Los Angeles Times
July 23, 2000, Sunday, Valley Edition


BYLINE: SHIRLEY SVORNY, Shirley Svorny is professor of economics at Cal State Northridge 

Now that the City Council has voted to designate Chase Knolls Garden Apartments a historic cultural monument, residents of the San Fernando Valley should consider the consequences.

Legacy Partners Inc. purchased the 260-unit Sherman Oaks property in January and wants to tear it down and build luxury apartments. By declaring the 1940s-era complex a historic cultural monument, residents, neighbors and Councilman Mike Feuer hope to buy time (under Los Angeles law, one year) and eventually prevent the new project from being built.

Although it may be in the interests of these individuals to forestall development, it is not in the interest of the Valley community. In fact, the result will be deterioration in the Valley housing stock over time as developers are discouraged from taking on projects. Use of the city's historical cultural monument statute to protect Chase Knolls unfairly shifts the burden of that protection onto the developer. If residents, neighbors and others share Feuer's view that the complex is worth preserving, then it is their right to raise private funds to buy the complex and maintain it. But as long as it costs nothing for preservationists to use the political process to forestall development, it is too easy to revel--as the Los Angeles Conservancy's Ken Bernstein did on this page--in the pedestrian paths, the complex's subtle architectural variations, its birds and squirrels. None of the individuals who advocate preserving Chase Knolls, including Bernstein, is bearing the cost.

When I expressed this concern to Jane Blumenfeld, Feuer's chief of staff, she pointed out that the development company knew the risk going in. In fact, she said she could not remember a development project in the last 20 years that went forward without government intervention.
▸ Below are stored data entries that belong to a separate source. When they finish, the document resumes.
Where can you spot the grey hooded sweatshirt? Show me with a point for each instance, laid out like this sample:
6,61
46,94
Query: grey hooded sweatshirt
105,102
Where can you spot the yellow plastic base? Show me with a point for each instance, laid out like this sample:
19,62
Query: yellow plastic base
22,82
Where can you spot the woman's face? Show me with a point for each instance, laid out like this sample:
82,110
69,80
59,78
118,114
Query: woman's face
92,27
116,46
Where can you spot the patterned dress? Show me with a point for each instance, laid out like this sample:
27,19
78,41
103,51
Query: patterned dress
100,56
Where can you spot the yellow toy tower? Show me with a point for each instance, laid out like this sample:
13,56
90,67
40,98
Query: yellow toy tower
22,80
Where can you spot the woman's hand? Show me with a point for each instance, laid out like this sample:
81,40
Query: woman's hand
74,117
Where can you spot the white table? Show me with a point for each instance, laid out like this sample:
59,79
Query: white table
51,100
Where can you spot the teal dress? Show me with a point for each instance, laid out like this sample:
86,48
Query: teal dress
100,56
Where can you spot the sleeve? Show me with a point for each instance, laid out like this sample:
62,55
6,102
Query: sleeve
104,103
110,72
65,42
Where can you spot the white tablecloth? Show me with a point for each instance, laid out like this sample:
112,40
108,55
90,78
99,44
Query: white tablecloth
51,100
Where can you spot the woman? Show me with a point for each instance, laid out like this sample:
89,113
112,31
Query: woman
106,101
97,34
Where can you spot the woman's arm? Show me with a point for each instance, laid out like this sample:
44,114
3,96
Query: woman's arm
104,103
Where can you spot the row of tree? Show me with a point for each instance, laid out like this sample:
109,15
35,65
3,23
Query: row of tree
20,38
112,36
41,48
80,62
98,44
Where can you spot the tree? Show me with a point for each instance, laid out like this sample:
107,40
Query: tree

The consequences of this seem enormous: Only developers willing to become embroiled in community politics, willing to be vilified by tenants and neighbors, willing to deal with extortionist demands made by residents through the political system, will consider Valley projects.

Blumenfeld said that many developers choose to build elsewhere because the Valley political environment is so inhospitable (my term, not hers). If the Valley discourages developers from building new, attractive homes and apartments here, families that can afford new homes will leave.

Some argue that Chase Knolls should be spared to preserve affordable housing. This is an inaccurate characterization of the consequences of redevelopment. As people move to a new development, they leave vacant their old apartments, houses and condos. As these units are rented or sold in turn, others become vacant, resulting in vacancies in affordable housing elsewhere. At Chase Knolls, more units would be created than destroyed; the number available to renters would increase.

What about the displacement of residents? This is troubling, but it is not accurate to characterize Chase Knolls residents as without the means, ability or family assistance to find alternative housing. Renting is inherently risky with respect to permanence. Chase Knolls residents knowingly took this risk. On the other side of the debate, 360 to 400 households would live in the proposed new units. There is no reason to favor one group over the other.

What of Chase Knolls' historic value?

In a June 18 editorial, The Times wrote, "Chase Knolls, with its courtyards, rolling lawns and ample trees . . . stands out from the cookie-cutter clutter that passes for development in most of the San Fernando Valley." (How offensive.) A Times reader wrote of the "beauty and spaciousness afforded to the lucky people who live there." Bernstein pointed to its "remarkable site planning, influenced by the Garden City movement in urban planning."

In fact, Chase Knolls is an example of the failure of urban planners to accommodate the needs of urban residents. Most Valley renters choose indoor space over rolling lawns. Popular complexes are built to the corners of their lots.

It is no wonder that the City Council unanimously supported Feuer's request to grant Chase Knolls historic monument status. Council members want support from their colleagues when similar situations come up in their districts. By setting themselves up to forestall development, they gain leverage to dictate conditions of development. Current residents and neighbors are grateful because the process effectively gives them some "ownership" of the land.

There is an economic downside to this political intervention. Developers will be deterred from taking on Valley projects, and both the quality and quantity of the Valley's housing stock will decline over time.